A Cultural Translator in Mohja Kahf’s The Girl in The Tangerine Scarf
Keywords:
Mohja Kahf, The Girl in the Tangerine Scarf, a Cultural Translator, Framing MuslimsAbstract
This paper focuses on the relationship between Muslims and Americans, especially the post-9/11 period. It will also raise the issue of a Muslim woman struggles working against the stereotypes of the framing of Muslims perpetually. The objective of this research is to analyze, using Post-colonial framework and an approach informed by Feminist studies, Mohja Kahf’s The Girl in the Tangerine Scarf, in order to come to some conclusions about depictions of a Muslim American woman and her role as a cultural translator between Muslims and Americans. The research centers on the protagonist’s, Khadra, representations in Kahf’s The Girl in the Tangerine Scarf and her role as a cultural translator and interpreter between Muslim and non-Muslim Americans.

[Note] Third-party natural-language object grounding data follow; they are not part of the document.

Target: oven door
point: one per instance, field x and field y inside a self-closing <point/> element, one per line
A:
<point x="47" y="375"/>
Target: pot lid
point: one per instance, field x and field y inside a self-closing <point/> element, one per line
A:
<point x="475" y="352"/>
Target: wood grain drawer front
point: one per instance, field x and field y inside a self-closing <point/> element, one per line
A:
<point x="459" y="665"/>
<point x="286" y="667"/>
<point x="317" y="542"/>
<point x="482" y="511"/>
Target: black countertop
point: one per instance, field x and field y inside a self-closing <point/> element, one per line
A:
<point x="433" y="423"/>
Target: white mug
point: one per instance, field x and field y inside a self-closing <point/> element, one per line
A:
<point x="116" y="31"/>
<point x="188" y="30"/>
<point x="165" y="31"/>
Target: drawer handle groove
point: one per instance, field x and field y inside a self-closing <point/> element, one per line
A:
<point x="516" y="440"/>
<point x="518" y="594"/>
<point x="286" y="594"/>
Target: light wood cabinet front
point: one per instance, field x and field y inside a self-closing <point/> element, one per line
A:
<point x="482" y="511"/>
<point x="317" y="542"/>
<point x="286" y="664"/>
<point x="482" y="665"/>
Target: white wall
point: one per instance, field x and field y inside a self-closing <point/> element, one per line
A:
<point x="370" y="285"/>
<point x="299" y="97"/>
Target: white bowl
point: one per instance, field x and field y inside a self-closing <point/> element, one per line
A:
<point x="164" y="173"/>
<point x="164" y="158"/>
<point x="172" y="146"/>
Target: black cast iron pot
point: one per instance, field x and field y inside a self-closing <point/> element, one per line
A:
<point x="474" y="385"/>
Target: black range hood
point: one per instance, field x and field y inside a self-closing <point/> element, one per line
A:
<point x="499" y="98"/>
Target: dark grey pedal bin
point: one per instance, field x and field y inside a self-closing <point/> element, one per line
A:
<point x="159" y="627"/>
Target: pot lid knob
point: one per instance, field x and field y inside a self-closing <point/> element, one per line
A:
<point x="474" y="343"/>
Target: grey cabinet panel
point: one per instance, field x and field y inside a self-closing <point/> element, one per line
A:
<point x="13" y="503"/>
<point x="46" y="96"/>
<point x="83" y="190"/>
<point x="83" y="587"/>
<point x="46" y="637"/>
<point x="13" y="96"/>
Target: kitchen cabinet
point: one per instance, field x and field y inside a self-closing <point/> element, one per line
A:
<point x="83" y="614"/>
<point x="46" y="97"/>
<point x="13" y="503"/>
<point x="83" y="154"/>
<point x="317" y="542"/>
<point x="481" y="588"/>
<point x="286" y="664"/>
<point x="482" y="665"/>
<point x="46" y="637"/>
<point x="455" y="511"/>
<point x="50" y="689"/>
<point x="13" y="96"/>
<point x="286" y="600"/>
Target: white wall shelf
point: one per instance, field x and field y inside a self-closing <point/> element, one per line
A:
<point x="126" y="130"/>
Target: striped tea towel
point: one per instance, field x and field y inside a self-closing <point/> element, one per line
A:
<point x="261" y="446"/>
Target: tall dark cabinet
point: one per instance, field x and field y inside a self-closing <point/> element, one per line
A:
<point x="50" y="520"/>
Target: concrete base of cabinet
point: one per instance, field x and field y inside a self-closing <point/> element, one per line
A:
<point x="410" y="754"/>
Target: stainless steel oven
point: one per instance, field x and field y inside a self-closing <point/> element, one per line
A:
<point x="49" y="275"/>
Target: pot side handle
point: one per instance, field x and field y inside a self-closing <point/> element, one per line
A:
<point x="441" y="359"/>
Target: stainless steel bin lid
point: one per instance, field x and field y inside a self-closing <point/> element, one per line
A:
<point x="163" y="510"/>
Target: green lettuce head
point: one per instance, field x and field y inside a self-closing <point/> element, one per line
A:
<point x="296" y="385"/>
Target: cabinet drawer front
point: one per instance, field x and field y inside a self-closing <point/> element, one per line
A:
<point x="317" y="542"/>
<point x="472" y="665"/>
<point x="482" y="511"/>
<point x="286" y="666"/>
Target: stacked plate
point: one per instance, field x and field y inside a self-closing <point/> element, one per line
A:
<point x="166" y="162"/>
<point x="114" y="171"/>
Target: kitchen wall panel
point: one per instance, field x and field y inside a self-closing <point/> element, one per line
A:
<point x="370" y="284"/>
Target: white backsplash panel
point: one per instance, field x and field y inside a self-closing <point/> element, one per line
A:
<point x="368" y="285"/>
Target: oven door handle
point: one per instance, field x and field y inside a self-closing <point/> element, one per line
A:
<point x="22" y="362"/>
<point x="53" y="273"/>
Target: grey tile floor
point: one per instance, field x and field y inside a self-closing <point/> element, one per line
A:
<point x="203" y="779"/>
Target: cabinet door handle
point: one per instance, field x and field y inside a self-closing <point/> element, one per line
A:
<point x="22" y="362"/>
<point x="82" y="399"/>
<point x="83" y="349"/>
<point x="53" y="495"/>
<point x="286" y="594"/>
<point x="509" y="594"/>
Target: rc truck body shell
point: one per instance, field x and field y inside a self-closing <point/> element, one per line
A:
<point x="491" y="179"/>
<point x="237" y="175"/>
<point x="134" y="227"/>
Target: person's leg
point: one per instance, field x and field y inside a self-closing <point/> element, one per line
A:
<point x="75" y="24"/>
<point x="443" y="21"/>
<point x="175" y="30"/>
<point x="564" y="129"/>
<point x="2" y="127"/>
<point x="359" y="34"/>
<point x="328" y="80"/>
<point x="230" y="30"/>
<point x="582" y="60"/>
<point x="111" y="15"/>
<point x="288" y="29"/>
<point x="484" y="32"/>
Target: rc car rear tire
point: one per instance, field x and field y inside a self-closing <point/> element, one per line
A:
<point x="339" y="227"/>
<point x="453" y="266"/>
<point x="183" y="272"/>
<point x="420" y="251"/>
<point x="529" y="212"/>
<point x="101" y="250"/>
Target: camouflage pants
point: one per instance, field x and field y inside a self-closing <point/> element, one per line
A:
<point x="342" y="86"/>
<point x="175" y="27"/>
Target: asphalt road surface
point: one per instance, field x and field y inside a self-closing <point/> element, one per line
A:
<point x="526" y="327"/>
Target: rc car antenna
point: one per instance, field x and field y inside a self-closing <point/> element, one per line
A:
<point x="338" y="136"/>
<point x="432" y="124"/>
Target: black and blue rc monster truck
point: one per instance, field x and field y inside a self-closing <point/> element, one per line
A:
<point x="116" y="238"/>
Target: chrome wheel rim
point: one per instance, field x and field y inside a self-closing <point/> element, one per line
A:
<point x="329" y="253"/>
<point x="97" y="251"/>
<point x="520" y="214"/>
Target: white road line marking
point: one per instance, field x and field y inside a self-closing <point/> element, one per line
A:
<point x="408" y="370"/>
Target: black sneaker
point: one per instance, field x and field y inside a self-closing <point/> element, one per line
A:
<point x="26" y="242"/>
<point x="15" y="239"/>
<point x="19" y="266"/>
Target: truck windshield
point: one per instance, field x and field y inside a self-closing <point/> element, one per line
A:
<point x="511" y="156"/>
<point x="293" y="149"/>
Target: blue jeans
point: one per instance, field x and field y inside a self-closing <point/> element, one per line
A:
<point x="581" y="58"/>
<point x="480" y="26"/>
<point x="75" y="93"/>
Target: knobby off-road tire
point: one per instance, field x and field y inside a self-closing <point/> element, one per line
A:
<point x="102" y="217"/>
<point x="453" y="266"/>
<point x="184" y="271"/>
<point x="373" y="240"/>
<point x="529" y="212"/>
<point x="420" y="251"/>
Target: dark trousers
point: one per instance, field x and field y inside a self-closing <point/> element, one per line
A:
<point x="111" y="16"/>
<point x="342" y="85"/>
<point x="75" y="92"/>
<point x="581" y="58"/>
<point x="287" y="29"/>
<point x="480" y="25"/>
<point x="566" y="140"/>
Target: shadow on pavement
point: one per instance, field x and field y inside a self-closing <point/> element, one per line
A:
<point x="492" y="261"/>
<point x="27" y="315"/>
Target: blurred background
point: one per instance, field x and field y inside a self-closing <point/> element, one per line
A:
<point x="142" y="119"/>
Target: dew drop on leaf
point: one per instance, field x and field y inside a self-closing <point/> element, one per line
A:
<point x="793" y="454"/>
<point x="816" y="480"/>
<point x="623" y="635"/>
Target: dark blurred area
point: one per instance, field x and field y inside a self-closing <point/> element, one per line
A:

The questions of this paper are addressed as the following: 1) How is Khadra depicted in the novel? 2) What are the problems that she faces? 3) What aesthetic strategies that the writer uses in acting as a cultural translator? In this story, Khadra, a Muslim activist, has an abortion and divorces her husband at a very young age; in response to these equally traumatic and transformative experiences, Khadra attempts to reinvent herself against the grain of traditional Muslim teaching and within the context of American liberal society. Simultaneously, Khadra also challenges the framing of Muslims in American society. By describing how a young Muslim American woman struggles to live in America and challenges the framing of Muslims, we glean a better understanding of Muslim life, which remain under “frame” because of certain political agenda and ideologies. Importantly, this Muslim story also represents other minorities who struggle to live and to achieve greater diversity in global mainstream society.